Uns alle bewegt die Situation in der Ukraine. Neben einer großen Solidarität begegnen den Menschen viele, teilweise auch widersprüchliche, Informationen, die zu zahlreichen Meinungen und Fragen sowie unterschiedlichen Haltungen und Emotionen führen. In den Familien und im Arbeitskontext möchten wir den Kindern und Nutzer*innen eine Orientierung ermöglichen. Der AWO Bezirksverband Potsdam e.V. lädt deshalb alle interessierten Menschen zu einem themenspezifischen Austausch ein.

Diese Veranstaltung gehört zu einer Veranstaltungsreihe, die online über Zoom stattfindet, und an interne und externe Interessierte gerichtet ist.

Gemeinsam mit den Teilnehmenden wollen wir darüber sprechen, welche Fragen und Gefühle zum Krieg in der Ukraine bestehen. Wir möchten die Fragen sammeln, im weiteren Verlauf beantworten und online sowohl allgemeine FAQs zur Verfügung stellen, als auch fachspezifische FAQs für Pädagog*innen, Betreuer*innen und weitere Fachleute.

Thematischen Input gibt es von der selbst organisierten Flüchtlingsorganisation „Refugees Emancipation Potsdam“.

Ein fachlicher Austausch mit anderen Kolleg*innen ist eine bereichernde, entlastende und konstruktive Möglichkeit, mit den fachlich-persönlichen Herausforderungen des Arbeitsalltags umzugehen. Wir möchten für alle Interessierten die Möglichkeit für einen Austausch über die pädagogische Begleitung zum Thema Krieg in der Ukraine anbieten und dazu die Methode der kollegialen Beratung vorstellen. In der Folge werden regelmäßige online-Treffen zur kollegialen Beratung angeboten.

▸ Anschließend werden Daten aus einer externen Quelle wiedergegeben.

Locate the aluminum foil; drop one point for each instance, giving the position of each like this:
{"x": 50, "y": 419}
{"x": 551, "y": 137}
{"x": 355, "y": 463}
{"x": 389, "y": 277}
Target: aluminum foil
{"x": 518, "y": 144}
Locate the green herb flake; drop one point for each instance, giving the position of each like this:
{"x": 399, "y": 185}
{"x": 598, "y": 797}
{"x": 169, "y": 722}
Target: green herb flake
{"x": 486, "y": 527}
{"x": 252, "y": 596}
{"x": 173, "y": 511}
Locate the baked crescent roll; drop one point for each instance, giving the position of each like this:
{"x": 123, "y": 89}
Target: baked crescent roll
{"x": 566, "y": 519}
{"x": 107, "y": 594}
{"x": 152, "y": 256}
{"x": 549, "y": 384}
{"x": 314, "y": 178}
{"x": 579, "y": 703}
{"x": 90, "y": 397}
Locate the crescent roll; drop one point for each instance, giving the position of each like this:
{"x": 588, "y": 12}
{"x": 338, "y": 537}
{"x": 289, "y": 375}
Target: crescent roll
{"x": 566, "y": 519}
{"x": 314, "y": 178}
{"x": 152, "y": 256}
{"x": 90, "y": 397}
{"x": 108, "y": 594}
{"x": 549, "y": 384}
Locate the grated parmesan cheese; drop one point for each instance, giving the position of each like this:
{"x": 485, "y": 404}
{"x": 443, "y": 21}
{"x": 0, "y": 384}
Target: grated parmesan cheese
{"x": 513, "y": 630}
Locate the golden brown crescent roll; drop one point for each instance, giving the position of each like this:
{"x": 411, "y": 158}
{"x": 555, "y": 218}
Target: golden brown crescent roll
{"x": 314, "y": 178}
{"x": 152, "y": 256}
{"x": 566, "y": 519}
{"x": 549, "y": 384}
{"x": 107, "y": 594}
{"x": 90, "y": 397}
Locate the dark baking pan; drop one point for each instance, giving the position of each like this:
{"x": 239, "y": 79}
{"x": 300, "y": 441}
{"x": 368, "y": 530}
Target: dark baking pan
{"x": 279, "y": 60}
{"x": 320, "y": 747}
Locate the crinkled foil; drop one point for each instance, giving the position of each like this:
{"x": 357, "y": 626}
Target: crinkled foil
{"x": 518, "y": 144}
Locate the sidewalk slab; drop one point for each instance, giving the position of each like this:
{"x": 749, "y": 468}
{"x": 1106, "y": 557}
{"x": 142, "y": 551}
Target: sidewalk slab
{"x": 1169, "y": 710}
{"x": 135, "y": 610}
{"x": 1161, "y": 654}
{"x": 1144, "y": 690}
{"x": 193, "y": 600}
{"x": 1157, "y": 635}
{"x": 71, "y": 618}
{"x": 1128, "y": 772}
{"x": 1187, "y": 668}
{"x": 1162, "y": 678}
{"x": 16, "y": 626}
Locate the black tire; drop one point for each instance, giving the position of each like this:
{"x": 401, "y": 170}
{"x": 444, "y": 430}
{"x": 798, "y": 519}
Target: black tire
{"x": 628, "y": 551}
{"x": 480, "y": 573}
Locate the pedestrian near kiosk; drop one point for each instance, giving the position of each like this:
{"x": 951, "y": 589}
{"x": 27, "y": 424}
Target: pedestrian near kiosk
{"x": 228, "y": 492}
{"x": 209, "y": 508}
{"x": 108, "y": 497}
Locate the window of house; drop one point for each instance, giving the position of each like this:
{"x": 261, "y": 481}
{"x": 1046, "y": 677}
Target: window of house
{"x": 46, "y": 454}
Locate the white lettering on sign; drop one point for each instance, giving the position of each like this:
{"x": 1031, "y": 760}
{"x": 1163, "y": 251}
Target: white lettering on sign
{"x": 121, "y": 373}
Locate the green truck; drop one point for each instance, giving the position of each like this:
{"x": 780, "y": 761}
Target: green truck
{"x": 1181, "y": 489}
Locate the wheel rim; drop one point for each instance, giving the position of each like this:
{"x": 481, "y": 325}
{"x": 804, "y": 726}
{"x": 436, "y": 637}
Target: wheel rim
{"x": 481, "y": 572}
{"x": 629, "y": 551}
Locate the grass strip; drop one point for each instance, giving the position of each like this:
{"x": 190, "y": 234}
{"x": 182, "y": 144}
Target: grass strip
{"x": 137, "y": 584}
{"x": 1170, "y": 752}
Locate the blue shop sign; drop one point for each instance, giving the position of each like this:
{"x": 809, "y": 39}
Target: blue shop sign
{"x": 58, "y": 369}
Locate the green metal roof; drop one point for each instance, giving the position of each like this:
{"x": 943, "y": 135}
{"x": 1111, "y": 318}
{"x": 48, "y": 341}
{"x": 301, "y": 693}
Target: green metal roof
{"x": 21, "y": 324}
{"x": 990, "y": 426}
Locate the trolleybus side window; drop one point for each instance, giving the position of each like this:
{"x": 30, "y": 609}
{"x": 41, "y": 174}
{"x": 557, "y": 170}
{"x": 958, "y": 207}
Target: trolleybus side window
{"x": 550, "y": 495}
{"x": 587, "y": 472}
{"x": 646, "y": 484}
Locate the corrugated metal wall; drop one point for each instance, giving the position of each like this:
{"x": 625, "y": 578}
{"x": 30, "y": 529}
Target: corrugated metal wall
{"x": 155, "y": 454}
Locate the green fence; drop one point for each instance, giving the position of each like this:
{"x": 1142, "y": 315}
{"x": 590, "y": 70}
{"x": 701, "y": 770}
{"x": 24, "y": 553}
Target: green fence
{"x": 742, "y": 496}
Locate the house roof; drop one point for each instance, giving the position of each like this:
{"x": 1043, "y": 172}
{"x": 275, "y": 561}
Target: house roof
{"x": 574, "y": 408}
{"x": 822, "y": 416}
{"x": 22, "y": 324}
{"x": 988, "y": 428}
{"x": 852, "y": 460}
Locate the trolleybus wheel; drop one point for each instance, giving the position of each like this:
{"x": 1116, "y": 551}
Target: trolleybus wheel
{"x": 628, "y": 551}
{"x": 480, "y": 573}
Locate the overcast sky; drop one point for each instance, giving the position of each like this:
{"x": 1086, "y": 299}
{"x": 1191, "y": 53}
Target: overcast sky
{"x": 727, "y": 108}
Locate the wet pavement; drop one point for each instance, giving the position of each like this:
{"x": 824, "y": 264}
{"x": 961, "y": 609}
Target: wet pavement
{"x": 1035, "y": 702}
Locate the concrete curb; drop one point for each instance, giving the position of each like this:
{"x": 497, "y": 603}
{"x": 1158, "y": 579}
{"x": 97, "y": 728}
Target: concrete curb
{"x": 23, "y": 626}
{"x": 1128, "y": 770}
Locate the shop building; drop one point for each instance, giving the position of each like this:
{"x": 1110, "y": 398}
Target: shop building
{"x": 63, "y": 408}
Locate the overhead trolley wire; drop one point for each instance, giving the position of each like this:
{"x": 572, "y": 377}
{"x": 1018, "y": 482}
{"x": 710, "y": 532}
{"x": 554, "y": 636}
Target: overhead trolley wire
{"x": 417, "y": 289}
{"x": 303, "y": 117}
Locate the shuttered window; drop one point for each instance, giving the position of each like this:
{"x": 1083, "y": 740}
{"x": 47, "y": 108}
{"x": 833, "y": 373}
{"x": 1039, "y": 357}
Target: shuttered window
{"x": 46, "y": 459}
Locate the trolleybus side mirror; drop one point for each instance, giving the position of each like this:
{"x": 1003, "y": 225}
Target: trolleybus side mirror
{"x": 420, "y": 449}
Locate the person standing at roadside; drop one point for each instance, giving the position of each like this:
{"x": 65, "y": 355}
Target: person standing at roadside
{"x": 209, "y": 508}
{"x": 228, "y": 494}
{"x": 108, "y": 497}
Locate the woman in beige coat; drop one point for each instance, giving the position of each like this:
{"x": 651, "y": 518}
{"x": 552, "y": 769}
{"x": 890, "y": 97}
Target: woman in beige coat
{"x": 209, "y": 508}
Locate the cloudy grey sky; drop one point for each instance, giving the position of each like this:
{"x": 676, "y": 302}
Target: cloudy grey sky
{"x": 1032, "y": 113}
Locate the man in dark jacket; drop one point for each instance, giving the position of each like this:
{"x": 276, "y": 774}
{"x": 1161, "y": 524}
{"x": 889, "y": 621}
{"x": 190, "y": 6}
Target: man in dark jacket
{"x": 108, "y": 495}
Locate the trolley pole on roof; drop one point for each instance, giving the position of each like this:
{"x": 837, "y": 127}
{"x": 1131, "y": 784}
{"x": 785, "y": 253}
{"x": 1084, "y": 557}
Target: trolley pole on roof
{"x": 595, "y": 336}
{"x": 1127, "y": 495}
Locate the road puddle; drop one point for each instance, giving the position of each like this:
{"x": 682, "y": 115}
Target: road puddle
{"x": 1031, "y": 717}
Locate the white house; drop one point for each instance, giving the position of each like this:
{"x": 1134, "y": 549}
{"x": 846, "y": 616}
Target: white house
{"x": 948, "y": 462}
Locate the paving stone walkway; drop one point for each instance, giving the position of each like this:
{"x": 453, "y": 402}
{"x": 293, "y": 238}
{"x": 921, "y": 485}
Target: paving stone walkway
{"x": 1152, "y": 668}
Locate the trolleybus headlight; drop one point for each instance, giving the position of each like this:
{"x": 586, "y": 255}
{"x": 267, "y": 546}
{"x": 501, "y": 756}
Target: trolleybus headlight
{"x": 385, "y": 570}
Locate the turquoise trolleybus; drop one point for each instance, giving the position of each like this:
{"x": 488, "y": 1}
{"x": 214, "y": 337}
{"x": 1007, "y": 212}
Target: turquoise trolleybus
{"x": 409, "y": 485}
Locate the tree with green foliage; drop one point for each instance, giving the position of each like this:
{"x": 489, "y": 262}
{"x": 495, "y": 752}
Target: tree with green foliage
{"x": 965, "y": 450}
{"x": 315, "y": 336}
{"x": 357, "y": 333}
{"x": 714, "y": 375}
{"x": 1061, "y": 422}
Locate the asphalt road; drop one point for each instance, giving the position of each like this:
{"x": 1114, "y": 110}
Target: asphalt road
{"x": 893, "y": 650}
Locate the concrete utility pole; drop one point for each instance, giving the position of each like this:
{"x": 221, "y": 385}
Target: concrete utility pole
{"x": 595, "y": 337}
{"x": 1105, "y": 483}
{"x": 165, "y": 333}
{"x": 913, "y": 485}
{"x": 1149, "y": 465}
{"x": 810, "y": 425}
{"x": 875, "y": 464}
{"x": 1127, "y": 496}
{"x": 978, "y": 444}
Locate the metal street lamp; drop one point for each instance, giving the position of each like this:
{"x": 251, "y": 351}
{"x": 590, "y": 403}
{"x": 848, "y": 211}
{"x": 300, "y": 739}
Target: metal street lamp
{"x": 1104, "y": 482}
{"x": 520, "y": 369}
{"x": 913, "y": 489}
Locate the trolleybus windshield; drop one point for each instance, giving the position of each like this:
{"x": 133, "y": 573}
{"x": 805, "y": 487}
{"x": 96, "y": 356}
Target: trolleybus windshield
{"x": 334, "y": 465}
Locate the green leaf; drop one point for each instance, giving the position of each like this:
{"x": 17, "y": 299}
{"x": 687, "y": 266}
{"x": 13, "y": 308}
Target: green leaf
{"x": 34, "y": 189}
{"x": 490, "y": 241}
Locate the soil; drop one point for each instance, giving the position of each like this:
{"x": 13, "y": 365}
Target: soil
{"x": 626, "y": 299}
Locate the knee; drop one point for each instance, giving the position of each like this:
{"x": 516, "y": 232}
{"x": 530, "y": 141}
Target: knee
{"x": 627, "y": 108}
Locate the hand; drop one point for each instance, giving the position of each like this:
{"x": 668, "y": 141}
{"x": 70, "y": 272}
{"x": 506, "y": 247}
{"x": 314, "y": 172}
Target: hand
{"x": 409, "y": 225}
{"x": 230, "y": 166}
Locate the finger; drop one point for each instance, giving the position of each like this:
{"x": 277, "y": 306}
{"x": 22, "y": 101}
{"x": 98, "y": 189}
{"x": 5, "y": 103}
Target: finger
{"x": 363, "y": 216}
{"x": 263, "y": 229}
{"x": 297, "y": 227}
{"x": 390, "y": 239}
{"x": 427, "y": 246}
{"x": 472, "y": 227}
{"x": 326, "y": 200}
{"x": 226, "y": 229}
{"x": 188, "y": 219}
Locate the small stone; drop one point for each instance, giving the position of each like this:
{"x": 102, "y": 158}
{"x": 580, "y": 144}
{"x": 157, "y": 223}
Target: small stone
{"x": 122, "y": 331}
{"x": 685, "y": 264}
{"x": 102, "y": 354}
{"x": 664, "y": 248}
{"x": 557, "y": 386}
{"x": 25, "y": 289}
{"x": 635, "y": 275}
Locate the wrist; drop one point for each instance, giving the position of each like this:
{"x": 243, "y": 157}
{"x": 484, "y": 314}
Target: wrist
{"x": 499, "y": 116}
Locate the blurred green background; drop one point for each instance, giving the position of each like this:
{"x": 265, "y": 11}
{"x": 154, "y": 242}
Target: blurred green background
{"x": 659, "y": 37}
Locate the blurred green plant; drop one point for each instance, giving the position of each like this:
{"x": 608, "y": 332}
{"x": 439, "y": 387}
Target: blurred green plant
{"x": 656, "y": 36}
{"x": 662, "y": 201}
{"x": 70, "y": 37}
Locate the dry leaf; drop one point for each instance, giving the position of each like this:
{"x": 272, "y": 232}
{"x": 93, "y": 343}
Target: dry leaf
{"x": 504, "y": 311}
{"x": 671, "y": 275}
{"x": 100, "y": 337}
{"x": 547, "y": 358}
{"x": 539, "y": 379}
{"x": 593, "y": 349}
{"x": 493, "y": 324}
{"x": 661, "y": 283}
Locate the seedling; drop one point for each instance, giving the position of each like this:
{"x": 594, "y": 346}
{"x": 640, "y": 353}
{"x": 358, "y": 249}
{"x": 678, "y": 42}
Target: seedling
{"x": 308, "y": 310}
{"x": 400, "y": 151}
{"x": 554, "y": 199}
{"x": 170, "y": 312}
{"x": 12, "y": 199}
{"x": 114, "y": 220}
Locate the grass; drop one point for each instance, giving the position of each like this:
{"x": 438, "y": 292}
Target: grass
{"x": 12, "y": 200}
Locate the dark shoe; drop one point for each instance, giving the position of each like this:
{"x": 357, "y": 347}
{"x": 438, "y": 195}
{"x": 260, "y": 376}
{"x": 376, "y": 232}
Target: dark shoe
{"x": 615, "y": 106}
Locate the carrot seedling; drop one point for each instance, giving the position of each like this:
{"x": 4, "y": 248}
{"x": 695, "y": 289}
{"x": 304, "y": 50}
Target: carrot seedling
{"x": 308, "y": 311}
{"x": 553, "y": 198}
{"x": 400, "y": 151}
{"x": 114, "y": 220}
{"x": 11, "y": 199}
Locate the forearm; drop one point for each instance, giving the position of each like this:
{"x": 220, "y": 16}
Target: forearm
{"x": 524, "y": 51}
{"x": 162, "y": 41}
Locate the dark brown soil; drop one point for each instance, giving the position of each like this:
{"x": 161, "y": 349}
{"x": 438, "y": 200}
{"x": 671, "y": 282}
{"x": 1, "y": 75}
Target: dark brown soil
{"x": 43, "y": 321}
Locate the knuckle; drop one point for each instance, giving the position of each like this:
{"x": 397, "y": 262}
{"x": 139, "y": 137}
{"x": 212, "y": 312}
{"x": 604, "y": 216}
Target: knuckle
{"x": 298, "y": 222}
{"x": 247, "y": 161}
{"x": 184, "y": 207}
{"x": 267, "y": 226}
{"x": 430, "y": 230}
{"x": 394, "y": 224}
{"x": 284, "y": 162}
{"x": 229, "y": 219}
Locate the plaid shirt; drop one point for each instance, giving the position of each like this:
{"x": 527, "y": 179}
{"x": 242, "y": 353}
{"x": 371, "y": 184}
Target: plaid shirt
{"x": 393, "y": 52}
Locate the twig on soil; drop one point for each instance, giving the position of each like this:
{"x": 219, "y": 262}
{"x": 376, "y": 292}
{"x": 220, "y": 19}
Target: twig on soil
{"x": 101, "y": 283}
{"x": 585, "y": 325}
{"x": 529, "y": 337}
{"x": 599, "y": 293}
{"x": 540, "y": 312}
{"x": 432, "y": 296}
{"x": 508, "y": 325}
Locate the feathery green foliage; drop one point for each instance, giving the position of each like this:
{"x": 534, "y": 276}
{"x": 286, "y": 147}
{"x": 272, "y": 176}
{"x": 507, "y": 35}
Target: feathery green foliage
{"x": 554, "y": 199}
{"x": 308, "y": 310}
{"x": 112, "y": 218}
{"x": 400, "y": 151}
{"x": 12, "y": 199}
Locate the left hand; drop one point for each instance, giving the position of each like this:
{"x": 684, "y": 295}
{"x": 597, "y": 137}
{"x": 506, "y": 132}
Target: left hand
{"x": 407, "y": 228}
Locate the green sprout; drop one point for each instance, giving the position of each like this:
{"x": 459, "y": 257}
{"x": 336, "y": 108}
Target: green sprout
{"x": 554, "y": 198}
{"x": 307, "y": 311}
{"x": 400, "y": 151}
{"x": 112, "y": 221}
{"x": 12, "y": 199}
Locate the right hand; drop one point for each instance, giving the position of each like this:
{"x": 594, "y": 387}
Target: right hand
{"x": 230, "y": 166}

In der Veranstaltung beschäftigen wir uns mit Fragen wie:

  • Was bewegt und beschäftigt uns?
  • Was wird gebraucht? Was ist vorhanden?
  • Welche Erfahrungen können wir weitergeben? Was hilft konkret?
  • Umgang mit Diskriminierung und negativen Haltungen
  • Aufbau einer Struktur für den Informationsaustausch und Kontakt untereinander

Weitere Informationen und Anmeldemöglichkeiten finden Sie auf folgender Homepage:
https://awo-potsdam.de/seminar/seminar-236-21-03-2022/
AWO Bezirksverband Potsdam e.V./14.04.2022

Kuchenbasar brachte 250 €:

Beim Kuchenbasar am 04.04.2022 bot die 5b essbare Kunstwerke zu erstaunlich niedrigen Preisen an und erwirtschaftete trotzdem 250 € zugunsten der Unicef-Kinderhilfe für die Ukraine.

Hilfe für Geflüchtete

Wo finde ich gesicherte Nachrichten zur Lage in der Heimat, was muss ich beim Ankommen in Deutschland wissen, wie können sich meine Kinder in dieser schwierigen Situation ablenken? Geflüchtete aus der Ukraine, die in Deutschland Zuflucht suchen, finden Antworten auf diese Fragen auf der folgenden Website. Hier gibt die ARD einen kompletten Überblick über Programme des Senderverbundes in ukrainischer und russischer Sprache.
https://www.ard.de/die-ard/spezial/ARD-Programmangebote-auf-Ukrainisch-und-Russisch-100
https://www.finanztip.de/ukraine/?utm_source=Mailjet&utm_medium=email

Spendenbasar am 19.03.2022:

Blauer Himmel, bunte Tische, fröhliche Kinder, leckeres Buffet:

ein rundum schöner Tag
in der Waldstadt-Grundschule!

Bei schönstem Sonnenschein konnten wir
essen & plaudern oder
eine Massage genießen,
schicke Zöpfe einflechten lassen,

selbst gemachte Herzen aus der Näh-AG kaufen & Friedenstauben auf den Schulhof malen,

auf unserem Spendenmarkt stöbern,
Schätze finden und – beinahe nebenbei –
über 2.300 Euro Spenden für Unicef sammeln!

Herzlichen Dank
an alle Eltern und Kinder,
das Kollegium,
unseren Förderverein und
die Sponsoren BlauArt &
rbb Media GmbH
für Ihre Unterstützung.


Alle Erlöse gehen an das Unicef Kinderhilfswerk und sollen dem Kauf von Familienhygienesets und Erste Hilfe-Sets zugute kommen:
https://www.unicef.de/informieren/projekte/europa-1442/ukraine-19470/ukraine-konflikt/262866
20.03.2022

Unterstützungsangebote

Beim letzten Gespräch des LER mit der Ministerin Britta Ernst bat Frau Ernst um Unterstützung bei der Suche nach „Muttersprachlern“, die bei der Betreuung der Flüchtlingskinder in den Schulen helfen können. Unterstützungsangebote nimmt der Kreiselternrat unter der E-Mail-Adresse ker.potsdam@gmail.com entgegen.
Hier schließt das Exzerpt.